In other words, these codecs can decompose the recording and "spread it out" in a 3-D dome (aligned with your multi speaker perimeter) and create all kinds of depth wise layering, spatial nuance/cues and detail, that’s simply impossible in stereo.

If you are an ardent believer in 2 speakers only, BACCH can do a relatively dumbed down version of the above mentioned and offer something relatively convincing.

Some new FPGA dacs (hrtfs, whatever proprietary code’s in there) used in purist stereo will try to create an even more dumbed down version of the above mentioned

You could try to help things out with speaker design (concentrics are an example), positioning, etc. For example, if you have speakers flat against a wall and sit flat up against a wall (no 6 to 8 ft of space behind you), everything goes to sht from there, etc.

 

+1 to mijostyn post ...

The third dimension is not instruments at different distances away from you, any system can do that and much of it is artificially created by the mixing engineer with echo. The 3rd dimension is the sense that and instrument or voice is a 3 dimensional object in space. If that space is full of reflections, echo and amplitude smear you will not be able to delineate the 3rd dimension at all. This is the state of most systems including some incredibly expensive ones.
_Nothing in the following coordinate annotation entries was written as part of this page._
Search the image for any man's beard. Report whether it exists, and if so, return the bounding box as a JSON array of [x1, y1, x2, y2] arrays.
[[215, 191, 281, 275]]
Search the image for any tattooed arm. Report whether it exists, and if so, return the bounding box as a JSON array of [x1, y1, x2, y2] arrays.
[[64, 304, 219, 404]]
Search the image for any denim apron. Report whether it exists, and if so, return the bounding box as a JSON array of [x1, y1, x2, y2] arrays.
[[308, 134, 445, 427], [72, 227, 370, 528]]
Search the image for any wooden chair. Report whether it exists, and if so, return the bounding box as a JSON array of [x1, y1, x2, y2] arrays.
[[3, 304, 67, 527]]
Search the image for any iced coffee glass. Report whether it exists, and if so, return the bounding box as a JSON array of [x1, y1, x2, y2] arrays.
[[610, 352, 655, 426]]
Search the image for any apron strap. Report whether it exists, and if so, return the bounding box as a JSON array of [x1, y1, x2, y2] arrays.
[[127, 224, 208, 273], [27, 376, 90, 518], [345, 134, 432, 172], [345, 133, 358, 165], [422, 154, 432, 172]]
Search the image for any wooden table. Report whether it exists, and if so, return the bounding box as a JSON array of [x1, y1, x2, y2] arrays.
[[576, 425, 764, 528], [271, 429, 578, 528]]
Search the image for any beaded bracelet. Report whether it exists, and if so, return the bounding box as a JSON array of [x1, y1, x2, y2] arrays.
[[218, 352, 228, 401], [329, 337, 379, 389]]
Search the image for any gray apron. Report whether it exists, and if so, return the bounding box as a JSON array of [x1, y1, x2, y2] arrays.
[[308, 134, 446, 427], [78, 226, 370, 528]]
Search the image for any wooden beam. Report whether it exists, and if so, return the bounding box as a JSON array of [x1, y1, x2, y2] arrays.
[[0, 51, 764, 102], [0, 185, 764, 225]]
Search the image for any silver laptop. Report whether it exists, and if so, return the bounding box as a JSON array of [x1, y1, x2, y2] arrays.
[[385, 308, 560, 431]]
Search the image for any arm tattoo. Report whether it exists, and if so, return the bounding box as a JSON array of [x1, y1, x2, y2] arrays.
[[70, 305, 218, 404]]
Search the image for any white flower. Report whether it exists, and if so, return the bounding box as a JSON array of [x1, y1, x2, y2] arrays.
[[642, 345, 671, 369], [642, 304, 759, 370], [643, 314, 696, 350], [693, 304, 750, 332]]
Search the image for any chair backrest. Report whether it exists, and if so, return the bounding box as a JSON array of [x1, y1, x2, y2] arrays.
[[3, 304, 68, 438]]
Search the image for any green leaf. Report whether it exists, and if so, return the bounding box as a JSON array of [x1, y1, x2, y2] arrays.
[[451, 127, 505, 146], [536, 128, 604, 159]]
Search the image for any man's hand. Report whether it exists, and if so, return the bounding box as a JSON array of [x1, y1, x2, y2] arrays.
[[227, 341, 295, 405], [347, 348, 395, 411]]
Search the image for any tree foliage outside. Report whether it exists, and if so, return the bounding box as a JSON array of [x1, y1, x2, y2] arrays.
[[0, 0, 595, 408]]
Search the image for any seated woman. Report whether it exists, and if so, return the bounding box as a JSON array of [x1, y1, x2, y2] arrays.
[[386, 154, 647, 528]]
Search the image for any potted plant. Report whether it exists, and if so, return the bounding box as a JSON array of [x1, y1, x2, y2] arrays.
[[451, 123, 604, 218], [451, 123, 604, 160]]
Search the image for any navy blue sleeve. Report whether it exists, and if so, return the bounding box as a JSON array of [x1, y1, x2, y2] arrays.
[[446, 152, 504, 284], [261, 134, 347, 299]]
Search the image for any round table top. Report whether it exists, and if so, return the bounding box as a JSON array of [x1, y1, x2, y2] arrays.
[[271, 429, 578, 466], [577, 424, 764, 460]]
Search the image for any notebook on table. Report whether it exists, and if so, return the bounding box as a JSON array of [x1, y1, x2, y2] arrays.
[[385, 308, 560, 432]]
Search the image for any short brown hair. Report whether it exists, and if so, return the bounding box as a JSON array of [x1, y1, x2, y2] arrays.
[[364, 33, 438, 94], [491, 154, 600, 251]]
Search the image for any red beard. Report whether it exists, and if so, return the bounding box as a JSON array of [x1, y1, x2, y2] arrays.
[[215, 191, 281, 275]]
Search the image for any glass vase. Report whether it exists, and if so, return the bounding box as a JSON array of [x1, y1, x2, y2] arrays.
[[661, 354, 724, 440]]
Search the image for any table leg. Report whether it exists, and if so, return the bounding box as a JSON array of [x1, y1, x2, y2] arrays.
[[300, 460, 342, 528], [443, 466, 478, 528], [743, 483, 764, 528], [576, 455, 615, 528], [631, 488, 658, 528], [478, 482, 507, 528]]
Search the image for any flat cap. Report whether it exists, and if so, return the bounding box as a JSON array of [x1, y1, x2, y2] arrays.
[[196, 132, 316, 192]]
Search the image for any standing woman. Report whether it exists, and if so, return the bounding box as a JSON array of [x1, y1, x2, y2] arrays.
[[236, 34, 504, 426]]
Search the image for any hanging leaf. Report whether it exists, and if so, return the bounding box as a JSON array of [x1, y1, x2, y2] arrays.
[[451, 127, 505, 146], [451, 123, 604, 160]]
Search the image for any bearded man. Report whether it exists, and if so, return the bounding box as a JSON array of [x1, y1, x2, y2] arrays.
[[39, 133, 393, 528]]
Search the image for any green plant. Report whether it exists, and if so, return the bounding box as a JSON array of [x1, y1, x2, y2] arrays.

I understand his point here but we must had the right balance between all surface (reflecting-diffusive and absorbing) then we can have too much room treatment if one of the three factor is unbalanced with the others for a specific room geometry size and content ..

A good live recording with a horn section is a great example. A top notch system will allow you to identify each instrument in space. Most systems show you the horn section, but you can not separate the instruments easily, the same applies to vocal sections. The spatial cues are usually there, but acoustic errors can easily overcome them because they are at a much lower volume. IMHO there is no such thing as too much acoustic treatment. An anechoic chamber is better than a poorly treated room.

I used my own mechanical equalizer with 100 distributed resonators located at specific places and this is more than passive acoustic treatment. We can create not only good imaging and holography ( the third dimension which is the sonic volume of each instrument ) but the end goal more than imaging done right is the listener envelopment (LV) Source width auditory (ASW) ratio.

But no, an anechoic room is a dead space , unnatural, it is better a bad room we will improve ... ☺😊

@mijostyn 

+100 on over treating being better than under treating. Especially in smaller rooms where control is even more important. 

Some of the best imaging I've heard from a box speaker was a pair of floor-standing Nesteroviches.  I couldn't believe that such a klunky, traditional-looking speaker could disappear so completely.  They were very well set up in a room, oh, 25' deep x 15' wide, with lowish ceilings, not much room treatment to speak of.  Horowitz and Ben Webster fully occupied the space behind the speakers.  Very impressive.  Also they are beautifully balanced, tonally speaking.  Nesterovich himself is long gone, unfortunately, but you can occasionally find them used.

I demoed the BAACH system.  The tech guy dials in to your Mac and sets it up.  They're very nice and offer a ton of support, but I heard almost NOTHING--seriously, almost no effect at all.  We talked about my ProAcs and the room, both of which are not terribly bad, IMO.  Finally he asked about my hearing, if one ear is different from the other.  Most certainly.  My left ear is very frequency-limited, and the tech said that will negate the desired effect!  I kept the demo for a few days to play for an audiophile friend who has superb hearing, and he could hear the effect very well.  But neither he nor I liked the "processed" sound.  Bear in mind that this was a rough test in a modest system.  It costs nothing (except a temporary charge on your credit card) to try it.  Clealry not for me, though.